I wanted to get into pinball for a long time, but I was intimidated by the complications of all the electronics and mechanical bits. I didn't know the first thing about them, not really enough to even know what questions to ask.
Then I got into early virtual pinball stuff, and built my own cab. That helped me learn a lot, or at least learn enough to know what questions to ask, and I graduated to physical games. The virtual pin got sold pretty quickly after that, once I had the real thing it just lost all appeal. I still think they're a good gateway, or something to just enjoy for what they are, but not for me anymore.
I played my new pinball friend's The Shadow and knew I wanted one as my first game. My friend told me to be patient, but I didn't want to be (we've all been there) so I paid to ship one down from Oregon. IIRC was a $2800 game with $400 in shipping. Still have it, and that's the game a lot of people know me for, if I ever sell it I think that's probably the sign I'm exiting the hobby.
I didn't find one locally for years after that, never regretted shipping one down. $3200 for a Shadow still sounds pretty good.

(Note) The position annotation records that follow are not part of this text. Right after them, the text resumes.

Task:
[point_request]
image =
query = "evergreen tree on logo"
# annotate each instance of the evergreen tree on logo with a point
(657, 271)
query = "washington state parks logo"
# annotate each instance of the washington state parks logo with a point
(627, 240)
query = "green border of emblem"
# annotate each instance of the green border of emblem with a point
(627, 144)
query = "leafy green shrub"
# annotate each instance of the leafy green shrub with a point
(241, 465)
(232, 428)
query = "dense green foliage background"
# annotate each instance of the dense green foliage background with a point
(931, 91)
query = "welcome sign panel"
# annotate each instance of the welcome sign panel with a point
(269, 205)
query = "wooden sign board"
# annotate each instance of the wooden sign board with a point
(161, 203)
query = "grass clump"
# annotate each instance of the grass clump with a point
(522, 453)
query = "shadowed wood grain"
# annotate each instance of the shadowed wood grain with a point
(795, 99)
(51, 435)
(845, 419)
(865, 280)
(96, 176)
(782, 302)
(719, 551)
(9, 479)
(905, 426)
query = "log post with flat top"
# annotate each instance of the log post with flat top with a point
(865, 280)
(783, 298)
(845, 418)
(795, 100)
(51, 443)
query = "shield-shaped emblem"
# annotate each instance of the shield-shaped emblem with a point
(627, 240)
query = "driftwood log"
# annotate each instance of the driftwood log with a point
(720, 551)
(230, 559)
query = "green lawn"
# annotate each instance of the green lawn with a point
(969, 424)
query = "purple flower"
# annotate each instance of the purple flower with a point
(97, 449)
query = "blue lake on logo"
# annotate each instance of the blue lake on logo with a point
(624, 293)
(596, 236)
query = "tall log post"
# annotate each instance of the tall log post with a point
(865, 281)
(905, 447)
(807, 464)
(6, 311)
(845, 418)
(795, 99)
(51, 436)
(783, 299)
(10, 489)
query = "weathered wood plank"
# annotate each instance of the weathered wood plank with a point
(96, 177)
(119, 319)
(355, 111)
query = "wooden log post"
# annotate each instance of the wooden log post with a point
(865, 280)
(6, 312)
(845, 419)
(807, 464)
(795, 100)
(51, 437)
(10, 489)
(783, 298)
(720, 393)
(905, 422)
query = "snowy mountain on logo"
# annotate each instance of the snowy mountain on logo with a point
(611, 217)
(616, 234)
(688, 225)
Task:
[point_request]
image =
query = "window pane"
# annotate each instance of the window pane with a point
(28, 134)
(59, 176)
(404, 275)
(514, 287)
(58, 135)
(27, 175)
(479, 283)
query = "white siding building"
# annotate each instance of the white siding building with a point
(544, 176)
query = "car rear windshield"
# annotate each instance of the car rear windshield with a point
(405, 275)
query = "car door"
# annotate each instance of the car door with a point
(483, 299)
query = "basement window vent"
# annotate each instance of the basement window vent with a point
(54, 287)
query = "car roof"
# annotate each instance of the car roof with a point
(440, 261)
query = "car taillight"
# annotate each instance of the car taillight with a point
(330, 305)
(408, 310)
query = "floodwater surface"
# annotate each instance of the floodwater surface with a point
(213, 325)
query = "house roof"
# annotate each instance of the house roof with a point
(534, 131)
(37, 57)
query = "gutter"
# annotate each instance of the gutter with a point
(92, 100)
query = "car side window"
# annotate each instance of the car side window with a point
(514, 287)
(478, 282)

I don't move games in and out like some people, but I did keep buying games and learning about different eras. I think at my peak I had 11 games at once, mostly used, a couple NIB games, which isn't crazy compared to some people, but a respectable collection. I'm down to 3 now, and flirting with maybe adding another, but we'll see. It's not so easy these days to add them.
I try and focus on just having fun. Playing games I like. Doing mods that bring me happiness to make. When I had too many games and too many interests that needed space I let a bunch go. Part of that was the post-Alien funk sucking some of the fun out too. I'm over that now, so yeah, maybe another game or two would be nice. But I've learned bigger collections aren't for me, I only want what I can play, not rows of games that are pretty but too much to keep up with.